As the Federal Reserve slowly normalizes it balance sheet, including reducing reserve balances, policymakers are watching closely for possible effects on large bank liquidity, Fed Vice Chairman for Supervision Randal Quarles said on Friday. Quarles noted that it is uncertain how banks’ demand for high-quality liquid assets — as required under the Liquidity Coverage Ratio — might affect banks’ demand for reserve balances.

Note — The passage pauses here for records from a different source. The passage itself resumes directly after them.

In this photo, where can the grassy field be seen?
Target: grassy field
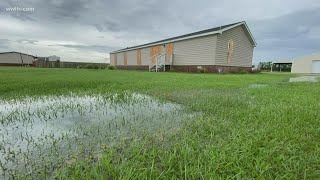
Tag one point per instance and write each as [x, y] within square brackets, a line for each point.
[242, 126]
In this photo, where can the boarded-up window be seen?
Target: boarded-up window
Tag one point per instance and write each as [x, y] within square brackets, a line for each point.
[169, 52]
[230, 50]
[155, 51]
[125, 58]
[139, 57]
[115, 59]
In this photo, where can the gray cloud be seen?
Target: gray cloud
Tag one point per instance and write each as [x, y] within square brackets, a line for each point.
[96, 48]
[26, 41]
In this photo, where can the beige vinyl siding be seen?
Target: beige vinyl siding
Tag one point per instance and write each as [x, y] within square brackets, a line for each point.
[196, 51]
[132, 57]
[145, 55]
[242, 48]
[14, 58]
[111, 59]
[120, 57]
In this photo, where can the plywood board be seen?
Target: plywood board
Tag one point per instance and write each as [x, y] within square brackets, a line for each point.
[169, 52]
[115, 59]
[139, 57]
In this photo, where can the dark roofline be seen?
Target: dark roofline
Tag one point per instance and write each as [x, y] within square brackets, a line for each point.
[215, 29]
[17, 53]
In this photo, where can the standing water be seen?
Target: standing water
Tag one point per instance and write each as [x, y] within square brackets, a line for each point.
[39, 134]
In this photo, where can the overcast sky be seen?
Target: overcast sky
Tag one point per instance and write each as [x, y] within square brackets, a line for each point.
[87, 30]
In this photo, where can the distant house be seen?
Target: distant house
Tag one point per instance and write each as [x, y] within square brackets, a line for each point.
[224, 48]
[305, 65]
[16, 59]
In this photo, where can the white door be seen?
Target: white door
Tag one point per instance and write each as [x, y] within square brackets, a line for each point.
[316, 66]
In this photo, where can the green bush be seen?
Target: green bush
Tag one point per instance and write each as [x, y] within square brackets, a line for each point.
[89, 66]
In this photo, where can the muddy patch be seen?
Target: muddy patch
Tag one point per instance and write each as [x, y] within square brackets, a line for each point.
[39, 134]
[304, 79]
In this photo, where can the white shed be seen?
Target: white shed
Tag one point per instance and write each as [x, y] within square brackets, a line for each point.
[308, 64]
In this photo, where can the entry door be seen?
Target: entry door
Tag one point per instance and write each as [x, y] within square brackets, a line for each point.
[316, 66]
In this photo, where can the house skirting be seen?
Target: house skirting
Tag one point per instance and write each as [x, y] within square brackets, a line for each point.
[193, 68]
[210, 68]
[132, 67]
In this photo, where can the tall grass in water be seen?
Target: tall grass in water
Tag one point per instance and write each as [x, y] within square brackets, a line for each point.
[243, 131]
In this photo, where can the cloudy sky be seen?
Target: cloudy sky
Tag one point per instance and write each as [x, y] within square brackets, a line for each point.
[87, 30]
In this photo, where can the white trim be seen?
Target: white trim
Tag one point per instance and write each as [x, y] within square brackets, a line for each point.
[190, 37]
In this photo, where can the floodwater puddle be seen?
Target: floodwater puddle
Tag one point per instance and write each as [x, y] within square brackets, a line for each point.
[304, 79]
[257, 85]
[41, 132]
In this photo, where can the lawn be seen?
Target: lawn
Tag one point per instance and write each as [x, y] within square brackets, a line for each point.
[242, 126]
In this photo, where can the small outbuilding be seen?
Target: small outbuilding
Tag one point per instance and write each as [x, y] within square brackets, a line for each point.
[16, 59]
[308, 64]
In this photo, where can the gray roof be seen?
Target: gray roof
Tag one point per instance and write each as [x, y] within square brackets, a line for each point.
[211, 30]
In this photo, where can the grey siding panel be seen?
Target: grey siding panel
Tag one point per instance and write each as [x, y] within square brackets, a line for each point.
[145, 55]
[243, 48]
[120, 59]
[197, 51]
[111, 59]
[132, 57]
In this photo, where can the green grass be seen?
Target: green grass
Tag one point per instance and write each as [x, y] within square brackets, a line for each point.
[260, 132]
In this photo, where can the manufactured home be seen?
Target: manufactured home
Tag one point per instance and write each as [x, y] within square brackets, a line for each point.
[16, 59]
[220, 49]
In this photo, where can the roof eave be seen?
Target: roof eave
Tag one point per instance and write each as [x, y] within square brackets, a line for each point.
[190, 37]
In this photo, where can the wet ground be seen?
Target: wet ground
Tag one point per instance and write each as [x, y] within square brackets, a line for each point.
[305, 79]
[43, 132]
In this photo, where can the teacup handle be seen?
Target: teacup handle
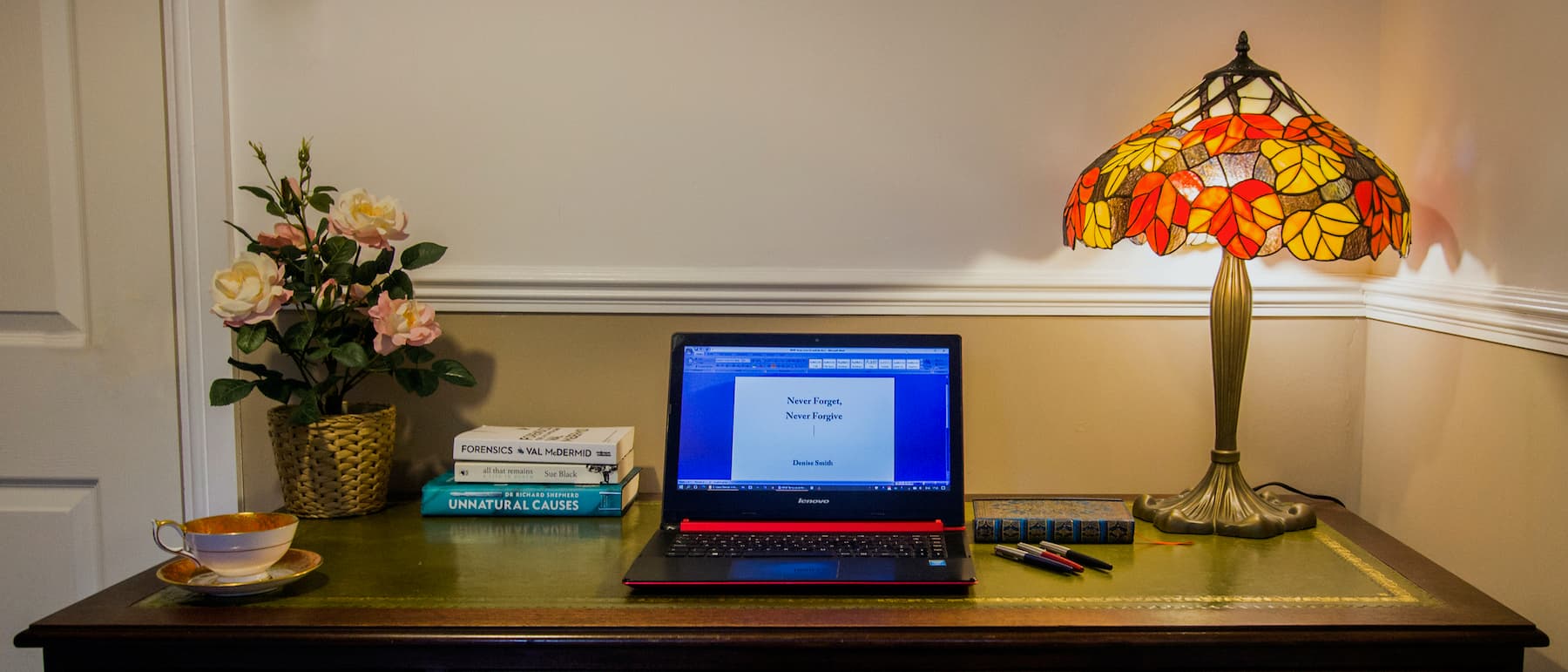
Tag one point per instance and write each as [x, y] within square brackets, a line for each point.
[157, 526]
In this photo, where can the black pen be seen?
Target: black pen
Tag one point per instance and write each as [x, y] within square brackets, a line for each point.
[1074, 556]
[1035, 550]
[1032, 560]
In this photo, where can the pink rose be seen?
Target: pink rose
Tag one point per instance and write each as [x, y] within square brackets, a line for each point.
[284, 234]
[248, 291]
[292, 186]
[366, 219]
[402, 322]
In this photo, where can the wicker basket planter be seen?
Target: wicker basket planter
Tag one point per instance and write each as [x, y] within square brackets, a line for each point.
[336, 466]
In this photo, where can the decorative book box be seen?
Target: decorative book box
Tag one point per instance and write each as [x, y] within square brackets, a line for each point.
[1060, 520]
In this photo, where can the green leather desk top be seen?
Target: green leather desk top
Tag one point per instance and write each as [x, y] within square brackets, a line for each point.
[400, 560]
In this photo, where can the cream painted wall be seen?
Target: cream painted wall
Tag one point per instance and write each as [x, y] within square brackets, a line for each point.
[1051, 404]
[1468, 101]
[698, 134]
[1466, 442]
[1466, 456]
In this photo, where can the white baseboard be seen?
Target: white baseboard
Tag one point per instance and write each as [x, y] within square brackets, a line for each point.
[1513, 316]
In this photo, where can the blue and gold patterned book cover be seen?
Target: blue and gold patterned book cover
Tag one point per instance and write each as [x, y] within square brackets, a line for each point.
[1062, 520]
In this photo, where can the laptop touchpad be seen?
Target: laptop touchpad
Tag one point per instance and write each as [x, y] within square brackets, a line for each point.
[783, 570]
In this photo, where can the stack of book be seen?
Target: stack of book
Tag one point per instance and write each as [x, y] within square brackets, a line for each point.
[537, 472]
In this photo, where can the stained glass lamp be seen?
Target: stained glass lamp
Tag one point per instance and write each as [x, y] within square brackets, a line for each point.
[1246, 162]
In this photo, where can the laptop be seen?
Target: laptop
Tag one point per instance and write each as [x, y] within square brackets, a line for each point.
[811, 460]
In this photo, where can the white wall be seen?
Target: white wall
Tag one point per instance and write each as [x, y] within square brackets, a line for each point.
[1466, 443]
[700, 135]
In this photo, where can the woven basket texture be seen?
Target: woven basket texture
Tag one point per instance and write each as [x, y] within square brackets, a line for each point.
[336, 466]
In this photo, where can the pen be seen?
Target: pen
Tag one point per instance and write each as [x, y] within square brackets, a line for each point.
[1032, 560]
[1074, 556]
[1048, 554]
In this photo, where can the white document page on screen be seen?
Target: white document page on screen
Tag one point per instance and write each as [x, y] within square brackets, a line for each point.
[813, 429]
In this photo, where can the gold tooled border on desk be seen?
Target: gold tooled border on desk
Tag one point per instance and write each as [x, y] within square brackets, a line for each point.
[1395, 594]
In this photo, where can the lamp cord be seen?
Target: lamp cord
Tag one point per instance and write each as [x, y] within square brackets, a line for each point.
[1294, 490]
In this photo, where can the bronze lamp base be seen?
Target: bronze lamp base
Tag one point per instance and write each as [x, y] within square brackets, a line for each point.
[1222, 503]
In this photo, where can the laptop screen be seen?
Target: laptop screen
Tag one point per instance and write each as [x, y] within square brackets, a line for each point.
[814, 418]
[814, 427]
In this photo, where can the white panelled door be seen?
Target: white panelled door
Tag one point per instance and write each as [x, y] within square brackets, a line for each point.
[90, 446]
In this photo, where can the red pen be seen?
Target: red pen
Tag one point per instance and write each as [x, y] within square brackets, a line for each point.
[1048, 554]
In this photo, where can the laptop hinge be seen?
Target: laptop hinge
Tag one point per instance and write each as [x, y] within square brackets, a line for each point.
[809, 526]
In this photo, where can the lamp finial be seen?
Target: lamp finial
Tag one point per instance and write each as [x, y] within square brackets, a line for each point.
[1242, 64]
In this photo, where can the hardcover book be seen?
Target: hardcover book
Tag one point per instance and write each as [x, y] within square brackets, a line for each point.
[1060, 520]
[558, 445]
[446, 497]
[468, 472]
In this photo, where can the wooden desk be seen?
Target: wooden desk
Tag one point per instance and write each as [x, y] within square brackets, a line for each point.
[399, 591]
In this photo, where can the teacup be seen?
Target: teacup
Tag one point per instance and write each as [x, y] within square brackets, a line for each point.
[235, 546]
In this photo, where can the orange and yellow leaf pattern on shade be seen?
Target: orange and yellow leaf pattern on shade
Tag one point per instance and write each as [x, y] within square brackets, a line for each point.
[1158, 211]
[1321, 131]
[1219, 134]
[1301, 168]
[1319, 234]
[1240, 217]
[1256, 182]
[1073, 215]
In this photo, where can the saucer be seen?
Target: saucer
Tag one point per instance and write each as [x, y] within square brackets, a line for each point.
[188, 575]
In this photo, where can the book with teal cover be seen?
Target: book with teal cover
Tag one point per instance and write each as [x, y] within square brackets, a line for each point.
[1060, 520]
[446, 497]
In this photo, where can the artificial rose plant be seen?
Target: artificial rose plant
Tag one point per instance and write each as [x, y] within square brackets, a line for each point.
[352, 309]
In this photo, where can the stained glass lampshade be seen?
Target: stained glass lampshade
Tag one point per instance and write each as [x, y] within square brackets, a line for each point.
[1246, 162]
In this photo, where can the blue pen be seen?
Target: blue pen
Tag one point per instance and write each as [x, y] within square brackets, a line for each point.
[1032, 560]
[1076, 556]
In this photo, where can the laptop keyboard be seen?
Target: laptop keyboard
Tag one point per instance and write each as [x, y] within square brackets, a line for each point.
[807, 545]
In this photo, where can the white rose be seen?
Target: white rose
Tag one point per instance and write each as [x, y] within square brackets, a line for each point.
[250, 291]
[370, 221]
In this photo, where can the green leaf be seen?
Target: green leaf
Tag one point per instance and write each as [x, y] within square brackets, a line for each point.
[276, 390]
[454, 372]
[298, 336]
[352, 356]
[248, 338]
[384, 261]
[399, 284]
[227, 391]
[366, 272]
[260, 193]
[250, 368]
[339, 250]
[419, 382]
[422, 255]
[342, 272]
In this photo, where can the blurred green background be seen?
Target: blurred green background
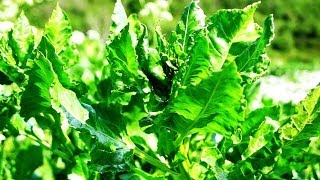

Specifically, Quarles emphasized that the Fed will be carefully watching what other HQLA-eligible assets banks will substitute as reserve balances decline, as well as the volume and composition of deposits. “Overall, policymakers will be monitoring to make sure that the level of reserves the Fed supplies to the banking sector, which influences the composition of assets and liabilities on banks’ balance sheets as well as market interest rates, provides the desired stance of monetary policy to achieve the [Federal Open Market Committee]’s dual mandate of maximum employment and stable prices,” he said.
Quarles cited recent research by Fed staff showing “a significant degree of heterogeneity” in how banks comply with the LCR. “There likely is no single ‘representative bank’ behavioral model that can capture all we might want to know about banks’ demand for central bank reserve balances,” he noted, emphasizing the importance of careful monitoring.